1980, 6.37 to 11.27 in a straight line upwards.
1990 saw a very gradual rise from 6.00 to 7.00.
2001 saw another gradual rise from 4.50 to 6.00.
2007 saw a rise from 3.25 to 6.25.
With the non-recessions, we see a rise from 4.50 to 6.00 in 1968-69 not leading to a recession.
1994 to 1995, a rise of 3.00 to 5.25 did not lead to a recession.
2004 to 2005, a rise of 2.00 to 4.75 did not lead to a recession.
So, the initial question I received after I wrote my piece on the economy was "Why didn't I account for the actions of the Fed?" What does the Fed do? Basically, it sets the interest rate. The reason why the economists I read did not account for the interest rate set by the Fed appears to be that there's really not much of a connection between what interest rate the Fed sets and how the economy reacts (Note that the list of recessions I linked to above lists a different reason for each recession). It appears there's usually a rise in the interest rate in the two years before a recession, but not always and sometimes it's a steep rise and sometimes it's a gradual one. 1950-1970, rises tended to be extremely gradual with not much change from quarter to quarter at all. That period saw three recessions.
The early 1980s saw extremely high interest rates, going up as high as 14.00, as Paul Volcker was using those rates to eliminate the inflation that had persisted so stubbornly up to that point.
So I find the explanation that the Fed plays an extremely decisive role in the ups and downs of the economy to be an unconvincing one. Obviously it plays a role, but there appear to be many other meaningful factors that also affect the economy.
3 comments:
Thanks for digging up these numbers! I'll definitely bookmark this and absorb it as I have the time (Finals week. Ugh.) I really appreciate the effort you've put into this.
I wanted to comment at PhillyIMC, but I had trouble seeing the CAPTCHA image....

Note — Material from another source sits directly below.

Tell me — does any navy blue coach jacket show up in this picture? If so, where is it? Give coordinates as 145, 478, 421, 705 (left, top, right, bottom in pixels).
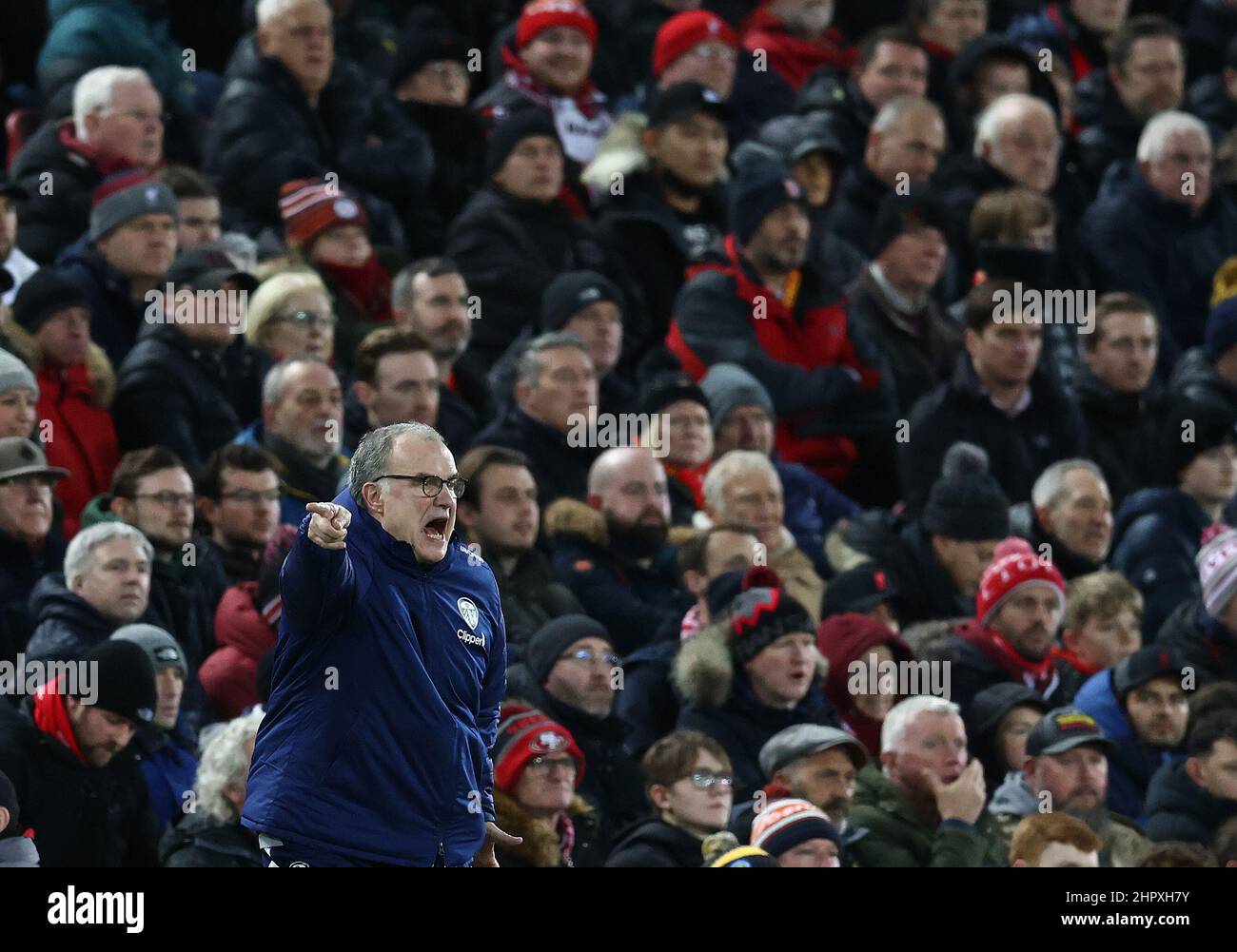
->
242, 491, 507, 865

Anyway, the Austrians celebrate their own "Austrian Theory of the Business Cycle". I don't claim to understand it in full, but its intuitively appealing on the surface:
Dan Mahoney:
Austrian Business Cycle Theory: A Brief ExplanationMurray Rothbard:
Why the Business Cycle HappensWikipedia:
Austrian Business Cycle TheoryToo much stuff to read in one sitting.
What I'd really like to see from them, though, is something like Wikipedia's list of recessions, with the "causes" column filled out by Austrian economists using actual, specific historical data like the figures you've pulled up. I don't know if they have a thing like this, though. I've never seen it, in any event. If they don't have one, I'd say it reflects unfavorably upon their theory.

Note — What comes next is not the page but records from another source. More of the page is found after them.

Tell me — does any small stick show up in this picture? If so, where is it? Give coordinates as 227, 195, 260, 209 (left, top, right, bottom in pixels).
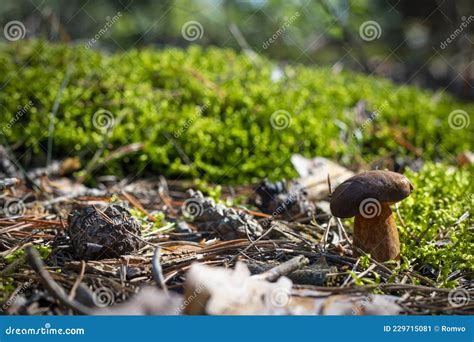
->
0, 178, 20, 190
69, 260, 86, 299
25, 246, 92, 315
254, 255, 309, 281
151, 247, 168, 293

The Austrian Theory of the Business Cycle has its critics, of course. Here's one from our buddy Paul Krugman, and another one by an assistant professor of economics at George Mason University. It begins about halfway down the page.

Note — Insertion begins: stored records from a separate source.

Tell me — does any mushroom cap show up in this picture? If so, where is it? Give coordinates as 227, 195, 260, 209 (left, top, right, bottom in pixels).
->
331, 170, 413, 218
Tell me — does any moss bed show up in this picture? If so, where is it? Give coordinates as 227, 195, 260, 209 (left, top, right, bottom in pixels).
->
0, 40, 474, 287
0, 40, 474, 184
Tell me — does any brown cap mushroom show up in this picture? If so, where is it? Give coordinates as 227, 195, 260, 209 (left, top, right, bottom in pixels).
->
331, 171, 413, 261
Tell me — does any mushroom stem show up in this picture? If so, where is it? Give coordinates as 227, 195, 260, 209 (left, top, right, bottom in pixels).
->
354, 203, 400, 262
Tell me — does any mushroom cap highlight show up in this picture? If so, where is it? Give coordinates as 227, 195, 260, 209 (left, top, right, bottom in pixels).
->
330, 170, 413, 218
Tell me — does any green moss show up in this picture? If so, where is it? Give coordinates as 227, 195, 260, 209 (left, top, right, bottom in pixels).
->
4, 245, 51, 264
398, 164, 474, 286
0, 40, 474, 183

I would be remiss, of course, if I did not include the Austrian critique of Krugman's critique.
I haven't absorbed any of these links yet because I'm knee-deep in finals, but there they are. If I find a good Austrian list of causes of recessions, I'll pass it right along.
Here is a 40 minute speech (Yawn! I know....) from Thomas E. Woods, Jr. in which he describes the causes of the recessions from 1837 to 1920. His book "Meltdown" might have info on the more recent recessions from the Austrian perspective. If I get around to reading it, I'll let you know.
I'll stick these on PhillyIMC for you and pass on the comment about the CAPTCHA.
Yeah, I was puzzled as to why you weren't giving me links to charts and graphs and I was instead seeing lots of text.
Good luck on the finals! Been there done that, well worth having done it, but no desire to relive it.